The concept of cyber peacekeeping can be dated back to the early 2000s when Cahill, Rozinov and Mule (2003) stated that “cyber warfare would likely have devastating effects well beyond the boundaries of the combatants and that some kind of peacekeeping capability in cyberspace would be needed”. While at the time these effects were largely unknown and theoretical, today we have seen first-hand how cyber warfare can impact societies. These impacts have been wide ranging, from cyber-attack induced power outages in the Ukraine leaving civilians without essential services (Whitehead, Owens, Gammel, & Smith, 2017) to accusations of electoral interference which harm confidence in the results and social cohesion (Lam, 2018). Cyber peacekeeping has therefore emerged as a practical solution to address the challenges that cyber warfare presents beyond the immediate battlefield (Robinson, Jones, Janicke, & Maglaras, 2018). This article contributes to the field by proposing an approach towards building a cyber buffer zone.
Background
A review of the literature shows that a number of approaches towards cyber peacekeeping have been proposed. Robinson et al. (2018) proposed an approach which largely mirrors existing United Nations Peacekeeping doctrine, describing peacekeeping activities which would be both feasible and valuable to perform in a cyber warfare context.
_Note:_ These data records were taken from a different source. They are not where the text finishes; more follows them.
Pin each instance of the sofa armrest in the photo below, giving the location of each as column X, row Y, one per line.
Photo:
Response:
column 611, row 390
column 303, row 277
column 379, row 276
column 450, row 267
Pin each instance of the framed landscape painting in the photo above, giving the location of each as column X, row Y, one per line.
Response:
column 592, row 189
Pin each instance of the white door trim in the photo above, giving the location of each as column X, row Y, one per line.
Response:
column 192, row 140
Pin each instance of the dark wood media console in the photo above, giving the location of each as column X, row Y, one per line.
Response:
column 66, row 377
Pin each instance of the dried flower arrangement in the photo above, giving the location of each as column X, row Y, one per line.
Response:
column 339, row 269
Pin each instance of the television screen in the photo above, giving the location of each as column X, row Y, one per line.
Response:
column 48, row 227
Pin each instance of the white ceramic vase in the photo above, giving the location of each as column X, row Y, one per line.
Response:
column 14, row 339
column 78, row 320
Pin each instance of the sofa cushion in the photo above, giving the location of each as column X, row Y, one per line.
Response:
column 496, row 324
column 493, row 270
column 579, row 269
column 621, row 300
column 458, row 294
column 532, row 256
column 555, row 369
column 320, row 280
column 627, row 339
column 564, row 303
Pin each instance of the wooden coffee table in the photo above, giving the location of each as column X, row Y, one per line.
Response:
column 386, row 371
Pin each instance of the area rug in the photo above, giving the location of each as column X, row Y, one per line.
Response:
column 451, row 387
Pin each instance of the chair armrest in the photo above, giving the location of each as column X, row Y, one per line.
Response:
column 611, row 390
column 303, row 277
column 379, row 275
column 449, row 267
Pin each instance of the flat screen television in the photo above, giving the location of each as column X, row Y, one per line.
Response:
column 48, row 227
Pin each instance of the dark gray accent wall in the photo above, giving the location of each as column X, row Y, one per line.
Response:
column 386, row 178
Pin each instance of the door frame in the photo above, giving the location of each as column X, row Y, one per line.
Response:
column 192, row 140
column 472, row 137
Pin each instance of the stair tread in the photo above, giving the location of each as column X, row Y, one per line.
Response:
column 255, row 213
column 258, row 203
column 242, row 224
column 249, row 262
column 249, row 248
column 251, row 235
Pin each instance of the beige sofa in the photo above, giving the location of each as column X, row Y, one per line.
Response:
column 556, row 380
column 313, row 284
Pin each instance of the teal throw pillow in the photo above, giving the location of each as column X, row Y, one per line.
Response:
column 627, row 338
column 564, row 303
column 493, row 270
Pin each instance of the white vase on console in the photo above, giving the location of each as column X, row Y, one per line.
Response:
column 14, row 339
Akatyev and James (2015) propose a cyber peacekeeping model, including a set of goals and proposals of activities to perform during three stages: no conflict, conflict and post-conflict. In the no conflict stage, cyber peacekeepers work to unite efforts to keep the peace and prevent the outbreak of cyber conflict. In the conflict stage efforts are directed to orchestrating an international response and containing the harmful effects (e.g. through preventing the spread of malware or cyber weapons). Finally, in the post-conflict stage, they propose that cyber peacekeepers are tasked with preventing further destruction and recovering critical infrastructure back to operation. In this regard, the model covers all three phases of warfare with the primary goal of protecting civilians. Akatyev and James have made further contributions by surveying the legal landscape and potential obstacles towards the establishment of a cyber peacekeeping force (Akatyev & James, 2017).
Robinson et al. (2019) have explored how the existing UN Peacekeeping activity of observation, monitoring and reporting could function as a cyber peacekeeping activity. They reach a number of conclusions which form the basis for future work. For example, they propose that any cyber terms in peace agreements should avoid relying upon attribution of cyber-attacks and that securing the expertise required for a cyber peacekeeping operation will likely be the largest challenge to overcome. They conclude that observation, monitoring and reporting could bring value, if it is applied carefully, and that this value would be especially apparent at critical national infrastructures. However, they also suggest that it may function better when performed as part of a cyber buffer zone.
As awareness on the need for cyber peacekeeping has risen, authors such as Dorn and Webb (2019) have highlighted an increasing interest in the concept of cyber peacekeeping at the United Nations. They note the Digital Blue Helmet program as an indicator of the organisation’s acknowledgment that cyber incidents will be part of future peace operations and offer suggestions on ways forward (Dorn & Webb, 2019).
Where the literature is in agreement is that cyber peacekeeping will become necessary as cyber warfare increasingly becomes a part of our future. Dorn (2017) states that cyber peacekeepers could patrol and act in cyberspace just as current UN peacekeepers patrol and act in the world’s conflict zones. When considering the potential impacts on civilians during cyber warfare, he concludes that making an investment in cyber peacekeeping seems like a bargain when considering the alternatives (Dorn, 2017). Nabeel (2019) agrees, noting that there has been an increasing demand for an International-Level Cyber-Security Regime which can regulate the activities of states in the realm of cyberspace.